Secondary Objectives To determine if post-operative moving pain scores, opioids use, nausea, and sleep interference differ between women undergoing bilateral mastectomy followed by bilateral immediate tissue expander reconstruction randomized either to ropivacaine- (treatment) or saline- (placebo) pre-operatively placed paravertebral blocks.
Pain score, opioids use, nausea, and sleep interference data will be collected via patient self-report. When possible (i.e., while hospitalized) objective data on opioids and other pain medication administered to the patient will be used.
Tertiary Objectives To determine if long-term changes in Quality of Life scores \[the RAND-36 Health Survey, Disability of the Arm, Shoulder, and Hand (Quick DASH) questionnaire, and Breast-Q scores\] differ between women undergoing bilateral mastectomy followed by bilateral immediate tissue expander reconstruction randomized either to ropivacaine- (treatment) or saline- (placebo) pre-operatively placed paravertebral blocks.
This data will be collected via validated questionnaires through patient interviews at 3-months, 2-years, and 4-years (±14 days) after surgery.

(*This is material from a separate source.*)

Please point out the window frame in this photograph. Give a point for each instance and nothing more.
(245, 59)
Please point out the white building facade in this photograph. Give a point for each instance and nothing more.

Once enrolled in the study, participants will be encouraged to remain in the study for the 4 years following surgery in order to get final pain scores and quality-of-life/health outcome survey information. Participants who cannot be contacted after several phone attempts and the sending of 2 certified letters via US Postal Service for 3-month, 2-year, and/or 4-year outcome assessments will be considered lost to follow-up.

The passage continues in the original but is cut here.